Figure 6: Illustration highlighting the TOFSense-F2's robust anti-interference features, including anti-glare, dust-proof, and anti-fog capabilities, ensuring stable operation in challenging environments.
6. Applications
The TOFSense-F2 Lidar Sensor is suitable for a wide range of applications due to its precision, speed, and compact design:
- Drone Altitude Hold: Precise height measurement for stable flight.
- Robot Obstacle Avoidance: Detecting objects in the path of autonomous robots.
- Stacking Detection: Monitoring material levels in industrial settings.
- Personnel Detection: Presence sensing in smart traffic systems or security.
- Smart Traffic Systems: Vehicle detection and traffic flow monitoring.
- Intelligent Gesture Control: Non-contact interaction.
Figure 7: Collage of images depicting various applications for the TOFSense-F2 sensor, including drone altitude hold, robot obstacle avoidance, stacking detection, personnel detection, smart traffic systems, and intelligent gesture control.
7. Troubleshooting
- No Readings / Inaccurate Readings:
- Check all wiring connections for proper pin assignment and secure contact.

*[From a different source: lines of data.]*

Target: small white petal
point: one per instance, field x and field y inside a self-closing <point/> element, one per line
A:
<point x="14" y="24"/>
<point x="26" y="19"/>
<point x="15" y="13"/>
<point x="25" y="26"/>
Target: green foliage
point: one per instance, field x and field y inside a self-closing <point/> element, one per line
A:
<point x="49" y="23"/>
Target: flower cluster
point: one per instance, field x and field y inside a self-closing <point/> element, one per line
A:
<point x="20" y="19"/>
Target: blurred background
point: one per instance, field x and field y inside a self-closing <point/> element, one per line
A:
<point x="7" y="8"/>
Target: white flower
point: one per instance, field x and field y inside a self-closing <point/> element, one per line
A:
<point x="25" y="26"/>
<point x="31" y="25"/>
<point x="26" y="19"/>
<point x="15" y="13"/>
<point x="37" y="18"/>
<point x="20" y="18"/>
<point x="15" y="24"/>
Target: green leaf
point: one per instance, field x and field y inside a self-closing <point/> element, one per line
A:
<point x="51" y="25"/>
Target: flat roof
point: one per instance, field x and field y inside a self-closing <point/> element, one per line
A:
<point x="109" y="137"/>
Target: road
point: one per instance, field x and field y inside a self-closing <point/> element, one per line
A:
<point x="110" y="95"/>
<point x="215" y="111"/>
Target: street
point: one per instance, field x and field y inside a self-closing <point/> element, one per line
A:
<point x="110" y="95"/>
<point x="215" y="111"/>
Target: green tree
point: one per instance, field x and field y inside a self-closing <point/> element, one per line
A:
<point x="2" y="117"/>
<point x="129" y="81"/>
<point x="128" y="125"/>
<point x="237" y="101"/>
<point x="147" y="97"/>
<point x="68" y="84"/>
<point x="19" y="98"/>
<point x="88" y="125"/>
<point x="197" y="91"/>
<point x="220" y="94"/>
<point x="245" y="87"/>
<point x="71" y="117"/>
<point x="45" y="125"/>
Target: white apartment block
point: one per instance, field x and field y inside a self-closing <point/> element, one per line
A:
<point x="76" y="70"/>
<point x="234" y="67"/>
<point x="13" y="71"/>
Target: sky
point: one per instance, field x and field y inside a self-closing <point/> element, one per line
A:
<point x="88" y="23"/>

- Ensure the sensor lens is clean and free from dust or obstructions.
- Verify power supply voltage is within the specified operating range.
- Confirm communication protocol settings (baud rate for UART, I2C address for IIC) match the sensor's configuration.
- Test in different lighting conditions to rule out extreme ambient light interference, although the sensor has high resistance.
- Sensor Not Detected by Host:
- Double-check power and ground connections.
- Ensure the correct communication interface (UART/IIC) is selected and configured on both the sensor and the host.
- For I2C, confirm the address (0x08 default) is not conflicting with other devices on the bus.
- Intermittent Readings:
- Check for loose connections or damaged cables.
- Ensure the target object is within the specified measurement range (0.05-25m).
- Minimize vibrations or rapid movements of the sensor or target if not accounted for in the application logic.
8. Maintenance
- Cleaning: Regularly inspect the optical lens for dust, dirt, or smudges. Clean gently with a soft, lint-free cloth. Avoid abrasive materials or harsh chemicals.
- Storage: Store the sensor in a dry, dust-free environment when not in use.
- Handling: Handle the sensor with care to avoid physical damage. Do not expose to excessive force, extreme temperatures, or moisture.
- Firmware Updates: Check the manufacturer's website for any available firmware updates that may improve performance or add features. Follow update instructions carefully.